Say Cheese: Shocking Percentage Of Americans In Facial Recognition Database
By Kurtis Bright
Smile, You’re On Candid Camera: Cops Have Half Of All Americans On Facial Recognition Database
The intrusion of the surveillance state is almost constantly in the news these days, but usually only in a general sense. We are vaguely aware of the ways our rights are being violated through 007-like activities that have become alarmingly routine, but rarely does the subject flare up into the open.
And that's just the way the authorities like it.

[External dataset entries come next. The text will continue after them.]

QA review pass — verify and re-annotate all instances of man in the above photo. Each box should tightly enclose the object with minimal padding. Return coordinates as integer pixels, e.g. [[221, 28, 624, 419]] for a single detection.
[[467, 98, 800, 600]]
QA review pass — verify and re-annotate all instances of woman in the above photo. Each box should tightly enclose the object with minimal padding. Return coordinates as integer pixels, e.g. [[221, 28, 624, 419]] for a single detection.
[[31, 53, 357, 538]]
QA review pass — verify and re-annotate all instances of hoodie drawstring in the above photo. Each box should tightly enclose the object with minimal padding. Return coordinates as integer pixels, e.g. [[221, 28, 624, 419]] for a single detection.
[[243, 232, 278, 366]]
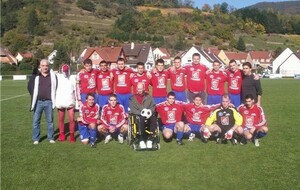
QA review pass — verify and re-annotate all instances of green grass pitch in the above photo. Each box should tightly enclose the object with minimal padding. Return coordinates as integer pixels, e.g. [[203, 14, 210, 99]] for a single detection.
[[0, 79, 300, 190]]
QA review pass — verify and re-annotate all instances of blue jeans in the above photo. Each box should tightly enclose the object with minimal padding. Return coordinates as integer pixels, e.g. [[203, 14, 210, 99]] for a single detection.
[[32, 100, 54, 141]]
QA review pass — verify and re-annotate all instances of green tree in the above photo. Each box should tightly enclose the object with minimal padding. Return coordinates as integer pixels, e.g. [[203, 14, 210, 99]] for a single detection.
[[236, 36, 246, 51], [27, 9, 39, 35]]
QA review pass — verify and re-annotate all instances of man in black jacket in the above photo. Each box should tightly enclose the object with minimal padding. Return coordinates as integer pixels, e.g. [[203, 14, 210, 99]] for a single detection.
[[27, 59, 57, 144]]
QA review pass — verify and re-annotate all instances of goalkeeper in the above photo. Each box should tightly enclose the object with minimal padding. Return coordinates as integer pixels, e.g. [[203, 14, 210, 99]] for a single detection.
[[129, 82, 157, 149], [205, 95, 243, 144]]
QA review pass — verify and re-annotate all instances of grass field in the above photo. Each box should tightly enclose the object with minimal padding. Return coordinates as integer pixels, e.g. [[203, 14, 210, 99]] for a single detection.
[[1, 79, 300, 190]]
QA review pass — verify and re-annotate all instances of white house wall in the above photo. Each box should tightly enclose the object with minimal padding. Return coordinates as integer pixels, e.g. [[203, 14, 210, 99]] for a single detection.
[[181, 47, 212, 68]]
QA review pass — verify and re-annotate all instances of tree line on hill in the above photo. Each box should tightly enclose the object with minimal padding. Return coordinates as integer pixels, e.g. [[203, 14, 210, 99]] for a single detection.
[[1, 0, 300, 70]]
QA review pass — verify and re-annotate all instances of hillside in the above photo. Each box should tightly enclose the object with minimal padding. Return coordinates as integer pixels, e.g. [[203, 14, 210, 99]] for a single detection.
[[1, 0, 300, 60], [246, 1, 300, 15]]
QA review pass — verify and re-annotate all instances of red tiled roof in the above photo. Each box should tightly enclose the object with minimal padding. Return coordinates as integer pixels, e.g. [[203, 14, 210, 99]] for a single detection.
[[225, 52, 248, 60], [249, 51, 271, 59], [82, 47, 123, 63], [0, 47, 17, 64], [158, 48, 171, 59]]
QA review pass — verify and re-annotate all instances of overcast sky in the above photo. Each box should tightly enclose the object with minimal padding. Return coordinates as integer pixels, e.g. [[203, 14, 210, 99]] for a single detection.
[[194, 0, 299, 9]]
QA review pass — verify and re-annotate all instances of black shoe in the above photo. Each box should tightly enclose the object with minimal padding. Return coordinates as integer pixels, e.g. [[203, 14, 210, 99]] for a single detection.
[[240, 137, 247, 145], [176, 140, 184, 145], [91, 143, 96, 148]]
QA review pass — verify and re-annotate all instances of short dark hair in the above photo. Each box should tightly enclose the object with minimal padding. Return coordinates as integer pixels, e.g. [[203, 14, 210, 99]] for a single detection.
[[245, 94, 254, 100], [85, 93, 95, 100], [83, 59, 93, 65], [193, 53, 201, 57], [155, 59, 165, 65], [136, 62, 145, 67], [243, 62, 252, 69], [108, 93, 117, 99], [117, 57, 125, 63], [167, 91, 176, 97], [174, 56, 181, 61], [99, 60, 107, 65], [229, 59, 236, 63]]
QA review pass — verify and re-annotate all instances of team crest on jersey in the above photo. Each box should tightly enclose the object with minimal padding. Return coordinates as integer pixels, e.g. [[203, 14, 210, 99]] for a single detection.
[[221, 116, 229, 125]]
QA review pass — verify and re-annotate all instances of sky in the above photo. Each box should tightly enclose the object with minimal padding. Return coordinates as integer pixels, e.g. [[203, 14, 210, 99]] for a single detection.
[[194, 0, 295, 9]]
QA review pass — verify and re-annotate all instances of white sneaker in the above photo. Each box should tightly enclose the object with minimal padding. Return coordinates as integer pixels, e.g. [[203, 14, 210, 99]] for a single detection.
[[104, 135, 112, 144], [33, 141, 39, 144], [140, 141, 147, 149], [147, 140, 152, 149], [118, 134, 124, 144], [189, 133, 196, 141]]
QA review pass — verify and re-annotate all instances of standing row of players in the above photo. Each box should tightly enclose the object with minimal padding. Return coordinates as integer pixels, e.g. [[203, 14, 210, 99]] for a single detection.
[[76, 53, 262, 112]]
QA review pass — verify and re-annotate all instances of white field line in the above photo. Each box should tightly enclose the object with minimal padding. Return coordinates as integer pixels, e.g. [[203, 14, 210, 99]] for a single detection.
[[0, 93, 29, 102]]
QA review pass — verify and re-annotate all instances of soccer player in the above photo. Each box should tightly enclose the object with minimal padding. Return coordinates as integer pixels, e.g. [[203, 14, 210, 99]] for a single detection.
[[204, 94, 243, 144], [242, 62, 262, 106], [111, 58, 133, 113], [129, 82, 157, 149], [98, 94, 128, 144], [238, 94, 268, 146], [183, 95, 220, 142], [186, 53, 207, 104], [77, 93, 100, 148], [131, 62, 150, 94], [156, 92, 184, 145], [206, 60, 227, 105], [76, 59, 98, 106], [226, 59, 243, 108], [96, 60, 113, 108], [169, 57, 187, 102], [151, 59, 169, 104], [55, 64, 76, 143]]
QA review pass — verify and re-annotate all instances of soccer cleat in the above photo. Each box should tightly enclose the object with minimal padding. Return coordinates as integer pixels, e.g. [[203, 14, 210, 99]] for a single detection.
[[91, 143, 96, 148], [58, 133, 66, 141], [240, 137, 247, 145], [176, 140, 184, 145], [203, 128, 211, 139], [33, 141, 39, 144], [118, 134, 124, 144], [189, 133, 196, 141], [104, 135, 112, 144], [254, 139, 259, 147], [70, 133, 76, 143], [230, 138, 237, 145], [146, 140, 152, 149], [140, 141, 147, 149]]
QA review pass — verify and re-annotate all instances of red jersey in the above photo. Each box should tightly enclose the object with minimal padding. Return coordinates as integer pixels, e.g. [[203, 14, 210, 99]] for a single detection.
[[156, 101, 183, 125], [97, 71, 113, 95], [206, 71, 227, 95], [169, 67, 187, 92], [151, 70, 169, 97], [226, 69, 243, 94], [131, 72, 150, 94], [101, 104, 126, 128], [111, 67, 132, 94], [186, 64, 207, 92], [79, 102, 100, 124], [183, 103, 220, 126], [238, 104, 267, 128], [76, 69, 99, 94]]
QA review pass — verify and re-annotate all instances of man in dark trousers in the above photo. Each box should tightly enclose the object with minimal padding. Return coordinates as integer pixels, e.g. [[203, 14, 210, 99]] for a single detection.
[[27, 59, 57, 144]]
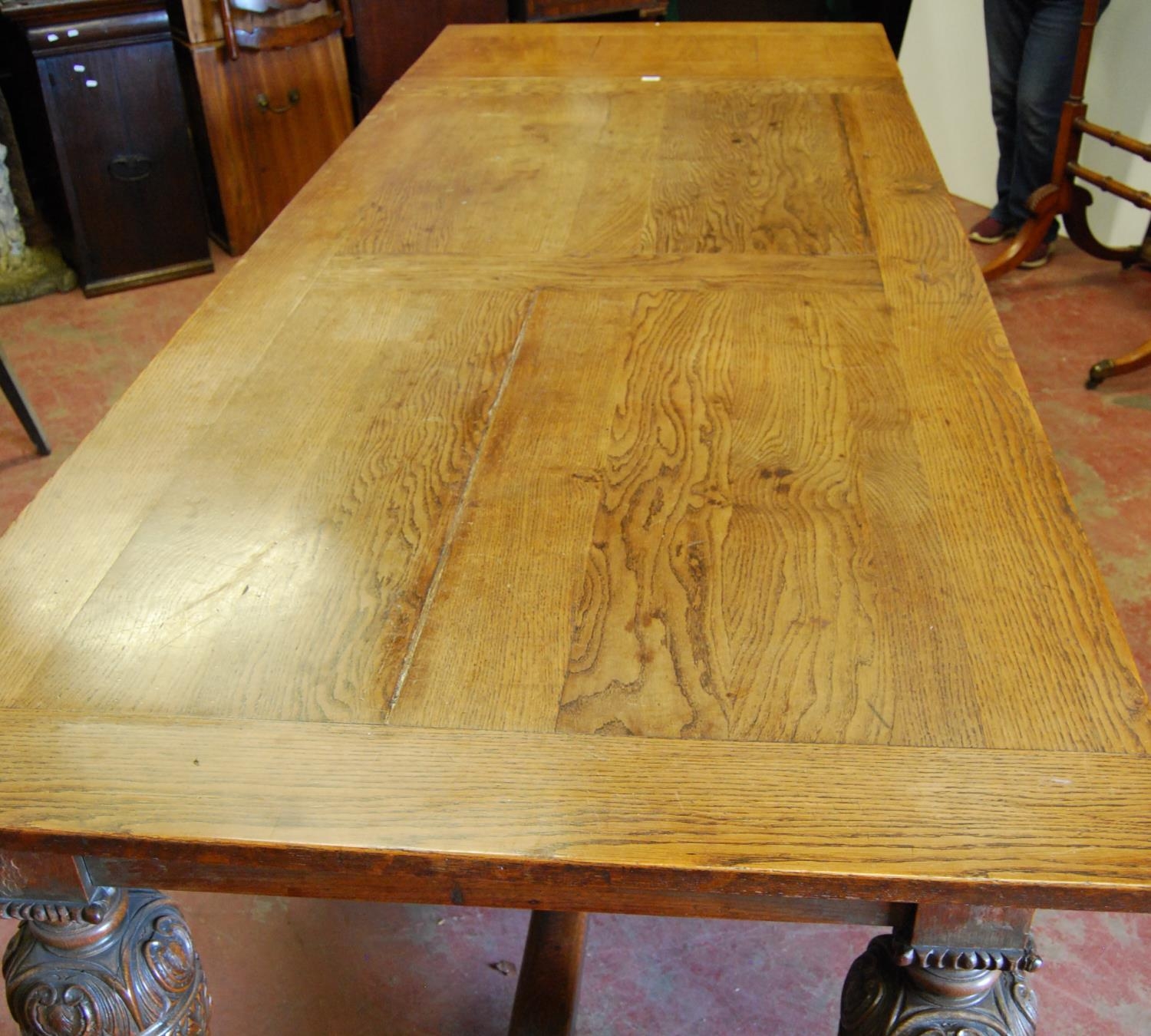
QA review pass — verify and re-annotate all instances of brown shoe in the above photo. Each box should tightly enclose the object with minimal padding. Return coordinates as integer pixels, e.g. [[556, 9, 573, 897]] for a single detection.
[[967, 216, 1015, 244], [1019, 241, 1054, 269]]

Activities like local, state and FBI use of Stingray devices to scoop up all cell phone activity in a particular area, or the Snowden revelations about the NSA doing the same greedy hoover routine only on a much grander scale with our email and phone calls are better left unacknowledged, as far as those doing the spying are concerned.
So it is only rarely that we read or hear about the ways the rubber meets the road in terms of the surveillance state; that is to say, knowing exactly what rights and whose rights are being violated and in what specific ways is something you have to seek out.
But a new study is stepping into the breach to lay out in stark terms just how ubiquitous the surveillance state apparatus really is, at least by one measure: it turns out that if you are an adult U.S. citizen, it pretty much comes down to a coin flip as to whether you are currently in the facial recognition database shared by law enforcement nationwide.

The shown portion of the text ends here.